The project was based on the Pennsylvania German/Pennsylvania Dutch Folk Art known as Frakturs....Originating a few centuries ago, they were often family related and very personal pieces made by relatively untrained artists in a simple graphic style. I based mine on teaching at the University level for the first time. The transition was not easy. Sorry that the above image is blurry, but I did not really have the time to scan it in as two halves and try to piece them together. The below images were scanned in. As a Fraktur, the entire composition seems to work well but the intense design flourish within the squirrels was too much...way too much. I would definitely leave the squirrels grey if done again. I left the swirls in as a teachable moment for my students. I did not get around to redoing the project, but there didn't seem to be a point in taking that time. It began as a demonstration of how to handle the project and I guess it will stay that way. Showing students imperfections is just as important as showing them excellence (and NO, this is not just an excuse to go lazy on a possible redo).
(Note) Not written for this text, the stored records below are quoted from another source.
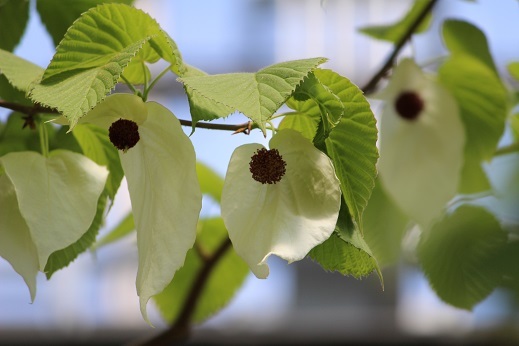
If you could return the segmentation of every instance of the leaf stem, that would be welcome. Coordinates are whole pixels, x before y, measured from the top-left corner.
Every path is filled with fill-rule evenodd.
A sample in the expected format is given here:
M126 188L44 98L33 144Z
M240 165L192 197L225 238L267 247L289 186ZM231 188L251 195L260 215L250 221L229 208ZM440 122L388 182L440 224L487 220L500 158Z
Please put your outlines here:
M146 341L144 344L142 344L143 346L172 345L175 342L183 342L189 338L189 334L191 332L191 320L193 314L195 313L198 299L203 292L205 284L207 283L207 280L209 279L214 266L223 257L223 255L225 255L230 247L231 241L229 238L226 238L212 254L212 256L204 260L203 267L198 272L198 275L193 282L193 286L189 291L189 295L184 301L184 306L180 310L180 314L178 315L175 323L173 323L173 325L163 333Z
M393 64L395 63L395 60L402 50L404 48L407 41L411 38L411 36L414 34L416 29L420 26L420 24L425 20L427 15L432 11L433 7L437 4L438 0L431 0L427 6L425 6L422 10L422 12L416 17L416 19L409 25L406 32L402 35L400 40L398 40L395 44L395 47L393 48L393 51L389 55L389 57L386 59L384 65L380 68L380 70L373 75L373 77L369 80L368 83L362 88L365 94L372 93L375 88L378 85L378 82L386 75L386 73L393 67Z

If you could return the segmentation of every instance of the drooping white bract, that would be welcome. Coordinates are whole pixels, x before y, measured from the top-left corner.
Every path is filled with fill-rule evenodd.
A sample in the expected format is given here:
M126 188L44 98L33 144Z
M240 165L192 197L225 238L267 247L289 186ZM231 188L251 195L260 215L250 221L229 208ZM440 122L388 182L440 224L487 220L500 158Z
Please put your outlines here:
M140 140L119 151L137 229L137 294L149 323L148 300L162 292L193 246L202 194L193 145L167 108L130 94L114 94L83 119L105 128L119 119L138 125Z
M286 163L281 180L262 184L253 179L251 157L263 146L242 145L231 157L221 204L234 249L258 278L268 276L270 255L298 261L328 239L341 203L331 160L308 139L287 129L269 144Z
M66 150L0 158L0 256L24 278L34 300L49 256L88 231L108 171Z
M426 226L456 194L465 131L454 97L413 60L395 69L380 116L383 185L397 205Z

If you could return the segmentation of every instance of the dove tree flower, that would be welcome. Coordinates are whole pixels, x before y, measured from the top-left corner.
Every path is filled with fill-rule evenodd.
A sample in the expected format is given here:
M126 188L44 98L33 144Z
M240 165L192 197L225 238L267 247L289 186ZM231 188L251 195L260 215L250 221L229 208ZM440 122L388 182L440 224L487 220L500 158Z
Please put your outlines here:
M454 97L405 59L379 95L383 185L399 207L421 225L454 197L463 164L465 130Z
M298 261L328 239L341 203L331 160L308 139L286 129L269 146L236 148L222 191L229 238L258 278L268 276L270 255Z
M137 293L148 321L148 300L170 283L195 241L202 194L193 145L167 108L131 94L108 96L81 122L108 129L120 150L137 229Z

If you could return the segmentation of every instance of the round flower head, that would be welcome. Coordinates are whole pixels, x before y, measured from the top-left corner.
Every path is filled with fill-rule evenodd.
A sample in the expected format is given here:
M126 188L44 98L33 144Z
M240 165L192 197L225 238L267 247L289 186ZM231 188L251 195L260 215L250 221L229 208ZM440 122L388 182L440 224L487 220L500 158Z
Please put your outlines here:
M458 188L465 131L456 101L410 59L395 69L379 97L378 168L400 208L427 225Z
M270 150L234 151L222 191L222 217L236 252L258 278L274 254L298 261L330 237L341 191L331 160L294 130L279 131Z
M195 241L202 207L195 151L173 113L135 95L108 96L81 122L109 130L120 149L137 229L137 293L147 320L149 298L171 282Z

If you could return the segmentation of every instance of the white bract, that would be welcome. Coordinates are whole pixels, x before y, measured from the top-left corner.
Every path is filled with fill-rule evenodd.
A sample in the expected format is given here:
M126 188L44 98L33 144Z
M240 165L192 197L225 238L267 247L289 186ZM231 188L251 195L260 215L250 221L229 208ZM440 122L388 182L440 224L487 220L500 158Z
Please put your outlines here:
M108 171L87 157L56 150L0 158L0 256L36 293L36 274L49 256L89 229Z
M194 244L202 194L193 145L173 113L135 95L115 94L81 122L109 128L119 119L135 122L140 136L119 157L137 229L137 294L149 323L148 300L171 282Z
M465 131L454 97L413 60L395 69L380 116L378 168L384 188L423 226L457 191Z
M234 151L222 192L221 211L236 252L258 278L269 274L274 254L289 263L303 259L335 229L341 203L340 183L331 160L294 130L270 140L286 163L274 184L262 184L249 170L260 144Z

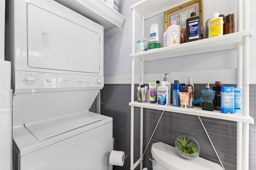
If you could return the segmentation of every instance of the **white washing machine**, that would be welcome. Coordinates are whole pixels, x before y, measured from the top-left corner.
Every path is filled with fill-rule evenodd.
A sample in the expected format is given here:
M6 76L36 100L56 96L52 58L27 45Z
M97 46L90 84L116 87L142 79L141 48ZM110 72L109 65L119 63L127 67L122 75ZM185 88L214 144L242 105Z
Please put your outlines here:
M104 85L103 27L52 0L6 6L14 169L106 169L112 119L89 111Z

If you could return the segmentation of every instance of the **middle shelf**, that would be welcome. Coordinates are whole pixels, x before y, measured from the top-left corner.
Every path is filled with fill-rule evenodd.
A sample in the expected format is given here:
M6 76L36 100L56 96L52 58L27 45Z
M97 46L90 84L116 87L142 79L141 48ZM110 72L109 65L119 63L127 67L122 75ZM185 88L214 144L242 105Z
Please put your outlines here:
M130 55L144 61L163 59L208 52L236 48L242 42L243 37L254 34L253 30L235 32L222 36L178 44L176 45L152 49Z
M180 107L172 106L171 105L160 105L157 103L139 103L136 101L130 102L129 105L245 123L254 123L254 119L250 116L243 116L241 113L222 113L220 111L204 111L198 107L195 107L194 108L184 109Z

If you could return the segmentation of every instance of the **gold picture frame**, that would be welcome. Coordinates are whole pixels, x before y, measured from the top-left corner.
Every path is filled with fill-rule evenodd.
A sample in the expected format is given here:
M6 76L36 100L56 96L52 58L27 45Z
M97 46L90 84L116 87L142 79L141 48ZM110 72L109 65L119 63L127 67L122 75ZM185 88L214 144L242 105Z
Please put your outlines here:
M190 14L193 12L196 12L196 16L201 16L201 33L204 35L203 0L192 0L164 12L164 31L174 20L181 28L186 28L186 20L190 17Z

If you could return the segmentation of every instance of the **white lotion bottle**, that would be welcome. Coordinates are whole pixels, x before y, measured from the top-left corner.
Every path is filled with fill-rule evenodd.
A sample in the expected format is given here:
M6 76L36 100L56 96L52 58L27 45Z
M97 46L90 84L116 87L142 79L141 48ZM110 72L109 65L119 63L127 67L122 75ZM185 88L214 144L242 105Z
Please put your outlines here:
M165 85L164 81L161 81L160 85L157 89L157 103L159 105L167 105L168 102L168 87Z
M168 73L164 73L164 85L165 86L166 86L168 87L168 90L169 91L168 92L168 103L167 103L168 105L171 104L171 83L168 81L167 81L167 77L166 77L166 75L169 74ZM160 85L161 85L161 81L160 82Z
M176 21L172 22L167 28L166 44L167 46L175 45L180 43L180 27L176 25Z

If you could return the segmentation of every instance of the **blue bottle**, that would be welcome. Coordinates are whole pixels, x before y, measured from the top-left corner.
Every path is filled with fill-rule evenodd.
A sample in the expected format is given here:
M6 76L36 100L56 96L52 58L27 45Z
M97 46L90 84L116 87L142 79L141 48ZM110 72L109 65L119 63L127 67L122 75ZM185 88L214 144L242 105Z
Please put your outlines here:
M220 112L222 113L234 113L234 86L222 86L220 89Z
M173 106L180 107L180 84L179 84L178 80L174 80L174 83L172 85L172 105Z
M213 111L214 107L213 106L212 101L215 96L215 91L210 89L209 83L206 83L205 89L201 91L201 94L203 98L202 110Z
Students should be able to recognize the flaws in their own work with the same ease as they see it in others. I think if I was considering hanging a finished product in the house, the redo would have been produced with simplified squirrels.
I really liked the sweaters (they were supposed to represent my children) and the type. I regularly and affectionately refer to my children as "squirrel boy" and "squirrel girl".
I did some straight forward aging with watercolor and attempted to keep the spacing and the design simplified. I did not try and over-draw anything. The overlapping of objects was purposely minimized and the parts really remain as individual parts.